If it were movable property, the above treatment would feel very strange.

With normal movable property, it is common for "possessor of movable property ≠ owner of movable property."

In other words, a situation where there is possession but no ownership. Or, a situation where there is no possession but ownership.

In such a case, with normal movable property, the owner of the movable property who has lost possession can naturally demand the return of the movable property based on the ownership against a thief who possesses the movable property without reason.

This is a real right to demand the return of the movable property.

With normal movable property, this is possible.

However, in the case of money, even though it is movable property, this is not possible.

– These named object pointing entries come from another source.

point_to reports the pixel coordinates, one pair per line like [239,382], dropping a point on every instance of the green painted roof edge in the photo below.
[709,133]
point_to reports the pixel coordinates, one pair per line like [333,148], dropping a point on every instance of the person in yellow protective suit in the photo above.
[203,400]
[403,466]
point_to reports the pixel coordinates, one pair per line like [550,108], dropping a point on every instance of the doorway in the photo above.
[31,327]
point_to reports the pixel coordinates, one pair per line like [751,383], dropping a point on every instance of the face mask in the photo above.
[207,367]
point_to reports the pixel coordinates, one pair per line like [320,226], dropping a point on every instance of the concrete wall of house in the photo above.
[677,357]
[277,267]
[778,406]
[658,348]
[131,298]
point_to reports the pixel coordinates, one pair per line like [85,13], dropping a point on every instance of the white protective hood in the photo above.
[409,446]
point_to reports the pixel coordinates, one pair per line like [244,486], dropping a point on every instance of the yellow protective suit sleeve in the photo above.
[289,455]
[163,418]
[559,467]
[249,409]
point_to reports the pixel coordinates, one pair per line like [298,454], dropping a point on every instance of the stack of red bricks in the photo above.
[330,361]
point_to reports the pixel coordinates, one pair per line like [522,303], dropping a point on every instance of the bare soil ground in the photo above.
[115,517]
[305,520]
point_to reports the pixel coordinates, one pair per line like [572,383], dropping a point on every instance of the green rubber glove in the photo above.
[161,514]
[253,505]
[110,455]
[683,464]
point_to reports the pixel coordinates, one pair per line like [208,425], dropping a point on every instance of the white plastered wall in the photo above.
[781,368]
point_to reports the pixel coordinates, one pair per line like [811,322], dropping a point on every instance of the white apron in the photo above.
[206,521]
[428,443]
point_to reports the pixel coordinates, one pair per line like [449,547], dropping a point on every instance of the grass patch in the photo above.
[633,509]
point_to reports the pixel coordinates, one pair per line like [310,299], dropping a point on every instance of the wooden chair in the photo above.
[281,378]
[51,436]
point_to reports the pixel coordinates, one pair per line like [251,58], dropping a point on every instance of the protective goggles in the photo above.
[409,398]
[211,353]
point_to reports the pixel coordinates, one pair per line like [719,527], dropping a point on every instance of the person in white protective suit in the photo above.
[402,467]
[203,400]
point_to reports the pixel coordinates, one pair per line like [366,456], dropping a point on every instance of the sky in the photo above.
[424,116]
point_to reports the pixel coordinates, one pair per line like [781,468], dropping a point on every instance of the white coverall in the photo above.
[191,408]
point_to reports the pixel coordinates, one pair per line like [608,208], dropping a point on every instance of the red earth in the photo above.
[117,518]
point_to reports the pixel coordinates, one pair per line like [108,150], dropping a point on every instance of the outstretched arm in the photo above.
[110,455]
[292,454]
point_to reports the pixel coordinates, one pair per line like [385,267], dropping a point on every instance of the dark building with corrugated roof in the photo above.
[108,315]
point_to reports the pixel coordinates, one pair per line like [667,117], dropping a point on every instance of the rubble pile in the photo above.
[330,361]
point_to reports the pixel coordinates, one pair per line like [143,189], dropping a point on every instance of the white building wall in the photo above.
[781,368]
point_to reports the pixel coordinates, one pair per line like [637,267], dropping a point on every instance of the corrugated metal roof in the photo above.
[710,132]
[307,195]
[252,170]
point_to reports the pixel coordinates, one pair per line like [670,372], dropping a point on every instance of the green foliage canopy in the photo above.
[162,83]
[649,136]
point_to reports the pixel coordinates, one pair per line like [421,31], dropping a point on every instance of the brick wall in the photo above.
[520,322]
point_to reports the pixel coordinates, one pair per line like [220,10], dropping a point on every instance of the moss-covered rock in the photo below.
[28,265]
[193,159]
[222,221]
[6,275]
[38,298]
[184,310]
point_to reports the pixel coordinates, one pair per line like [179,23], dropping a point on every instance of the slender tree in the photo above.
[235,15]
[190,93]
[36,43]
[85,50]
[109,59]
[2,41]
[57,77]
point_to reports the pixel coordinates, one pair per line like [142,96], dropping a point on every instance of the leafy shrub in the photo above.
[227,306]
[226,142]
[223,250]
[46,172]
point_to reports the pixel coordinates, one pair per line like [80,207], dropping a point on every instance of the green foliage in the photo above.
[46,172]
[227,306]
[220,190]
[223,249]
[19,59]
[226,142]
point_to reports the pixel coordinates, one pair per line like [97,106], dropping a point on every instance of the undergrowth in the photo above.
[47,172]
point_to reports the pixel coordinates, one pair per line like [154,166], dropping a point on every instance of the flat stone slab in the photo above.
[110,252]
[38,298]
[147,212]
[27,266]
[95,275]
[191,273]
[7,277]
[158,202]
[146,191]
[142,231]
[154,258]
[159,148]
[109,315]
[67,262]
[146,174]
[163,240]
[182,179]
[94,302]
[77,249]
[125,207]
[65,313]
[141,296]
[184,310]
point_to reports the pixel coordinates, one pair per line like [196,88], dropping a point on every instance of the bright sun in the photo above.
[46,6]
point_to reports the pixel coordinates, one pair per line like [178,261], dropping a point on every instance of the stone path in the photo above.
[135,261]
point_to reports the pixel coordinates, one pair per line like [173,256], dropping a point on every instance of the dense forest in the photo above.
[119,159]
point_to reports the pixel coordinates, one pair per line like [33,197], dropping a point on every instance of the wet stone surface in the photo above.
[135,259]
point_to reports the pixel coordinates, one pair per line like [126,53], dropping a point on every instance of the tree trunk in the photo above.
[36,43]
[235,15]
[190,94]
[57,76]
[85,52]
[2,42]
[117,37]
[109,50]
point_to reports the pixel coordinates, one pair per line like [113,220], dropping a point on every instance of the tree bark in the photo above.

It is said that if it is stolen, the ownership of the money is also lost.

It is said that the ownership of the money will be attributed to the thief.

You may be wondering, "What?!" but I think what they're saying is that "money has special characteristics that make it different from other movable property."

What are those special characteristics?

Let's take a look at the judgment.

Judgment

"Money, except in special cases, does not have the individuality of an object, and should be considered as mere value itself. Since value is associated with the location of money, the owner of money should be understood to be the same as the possessor unless there are special circumstances," and "A person who actually controls and possesses money should be considered the person to whom the value belongs, that is, the owner of the money, regardless of the reason for acquiring it or whether or not he has the right to justify the possession."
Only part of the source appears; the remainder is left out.